После победы революции профессор Штернберг, сложив с себя руководство военно-революционным комитетом Замоскворецкого района, явился в университет. Ему было поручено участие в перестройке университета.

Борьба за эту перестройку проходила в Московском университете остро. История университета того времени — это прежде всего история борьбы революционных сил за университет, за его передовые традиции, за превращение университета в орудие диктатуры пролетариата.

Рядом со Штернбергом в этой борьбе встали с первых дней немногие из старой профессуры: Тимирязев, Зелинский, Анучин, Каблуков, Павлов, Чаплыгин…

Их деятельности всячески препятствовала группа реакционных профессоров: Любавский, Кизиветтер, Стратонов и другие. Они мешали работать в университете так, как этого требовало революционное время.

Основная часть профессуры колебалась между этими группами, не понимая задач, стоящих перед молодым Советским государством.

Реакционная профессура открыто вела в университете линию на сохранение всего старого, отжившего.

Из протоколов тех лет мы знакомимся с деятельностью этой группы, с рядом решений, высказываний, общей обстановкой.

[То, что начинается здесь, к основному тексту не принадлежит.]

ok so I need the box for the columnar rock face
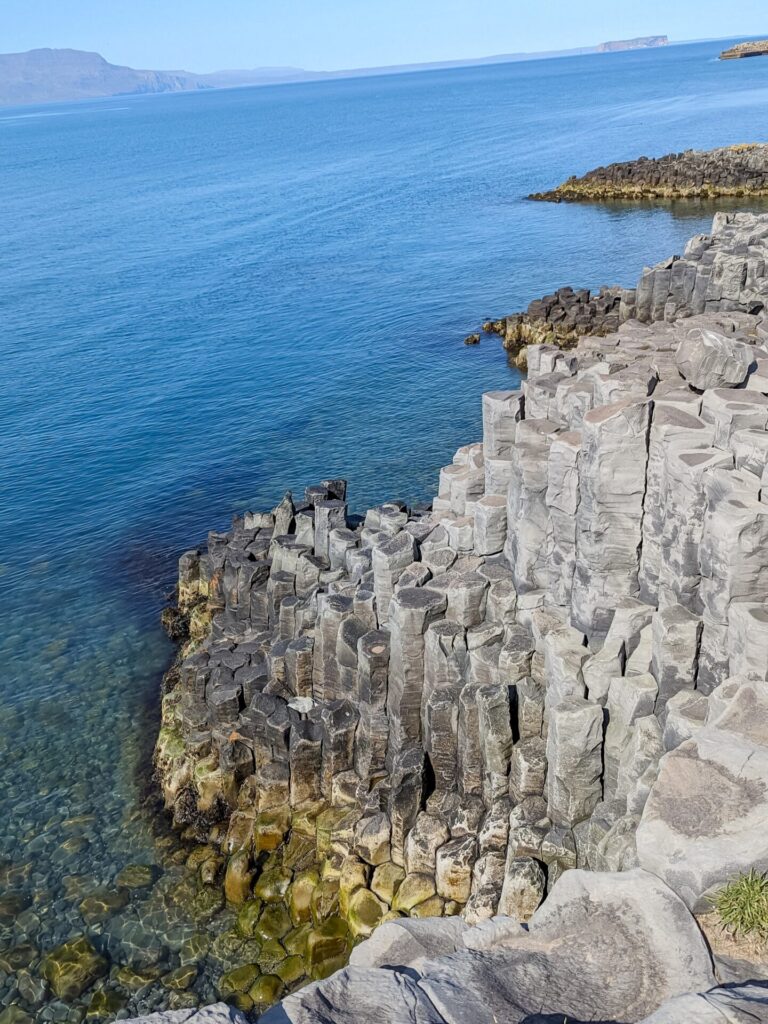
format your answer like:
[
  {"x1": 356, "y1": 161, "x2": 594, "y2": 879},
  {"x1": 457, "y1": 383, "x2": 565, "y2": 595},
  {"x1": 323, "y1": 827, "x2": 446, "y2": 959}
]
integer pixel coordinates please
[
  {"x1": 485, "y1": 212, "x2": 768, "y2": 357},
  {"x1": 635, "y1": 212, "x2": 768, "y2": 323},
  {"x1": 155, "y1": 216, "x2": 768, "y2": 1019}
]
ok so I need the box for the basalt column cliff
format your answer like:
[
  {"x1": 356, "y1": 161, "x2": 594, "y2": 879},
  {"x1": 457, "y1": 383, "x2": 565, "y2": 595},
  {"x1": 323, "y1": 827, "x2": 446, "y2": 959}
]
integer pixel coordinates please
[{"x1": 150, "y1": 213, "x2": 768, "y2": 1023}]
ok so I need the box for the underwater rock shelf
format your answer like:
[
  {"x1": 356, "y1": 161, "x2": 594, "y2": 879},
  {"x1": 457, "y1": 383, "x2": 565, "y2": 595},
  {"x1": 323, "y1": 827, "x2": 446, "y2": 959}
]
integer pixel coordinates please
[
  {"x1": 529, "y1": 144, "x2": 768, "y2": 202},
  {"x1": 148, "y1": 214, "x2": 768, "y2": 1023}
]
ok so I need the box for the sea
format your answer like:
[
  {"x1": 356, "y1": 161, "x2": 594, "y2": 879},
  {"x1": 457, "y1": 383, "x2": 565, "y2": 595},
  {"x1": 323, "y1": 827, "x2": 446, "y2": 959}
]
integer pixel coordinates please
[{"x1": 1, "y1": 36, "x2": 767, "y2": 1016}]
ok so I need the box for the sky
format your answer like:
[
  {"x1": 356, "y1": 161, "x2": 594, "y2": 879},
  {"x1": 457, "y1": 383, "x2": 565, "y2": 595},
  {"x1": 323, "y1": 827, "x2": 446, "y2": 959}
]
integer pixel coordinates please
[{"x1": 1, "y1": 0, "x2": 766, "y2": 72}]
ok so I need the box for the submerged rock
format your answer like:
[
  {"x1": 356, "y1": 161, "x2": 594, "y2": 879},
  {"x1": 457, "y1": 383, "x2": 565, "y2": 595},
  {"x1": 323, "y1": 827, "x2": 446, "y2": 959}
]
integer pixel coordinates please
[{"x1": 41, "y1": 935, "x2": 108, "y2": 1000}]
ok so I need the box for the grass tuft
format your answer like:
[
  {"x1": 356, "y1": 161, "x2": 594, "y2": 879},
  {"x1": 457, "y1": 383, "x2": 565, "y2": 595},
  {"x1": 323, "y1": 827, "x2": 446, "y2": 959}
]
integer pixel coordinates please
[{"x1": 713, "y1": 870, "x2": 768, "y2": 939}]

В университетской церкви продолжали совершать богослужения. На стенах актового зала висели портреты царей, а в лабораториях красовались дарственные надписи купцов-благотворителей.

На собраниях проводились решения: о включении кафедры богословия и истории религии на историко-филологическом факультете, о приеме женщин в последнюю очередь, об организации культурно-просветительного общества под названием «Братство святой Татьяны», устав которого поручено было разработать князю Трубецкому…

Распоряжение правительства о составлении сметы на содержание персонала университета было встречено по-разному.

Физико-математический факультет взял на себя составление сметы и передал ее на рассмотрение совета. Исторический же факультет отказался даже рассматривать ее. Декан исторического факультета Грушко заявил:

— Обращаться к составу теперешнего правительства я считаю абсолютно невозможным. Это не послужит к славе Московского университета!

Профессор Готье сказал:

— Они могут дать ставки, как тридцать сребреников, да и то не в состоянии будут долго выплачивать…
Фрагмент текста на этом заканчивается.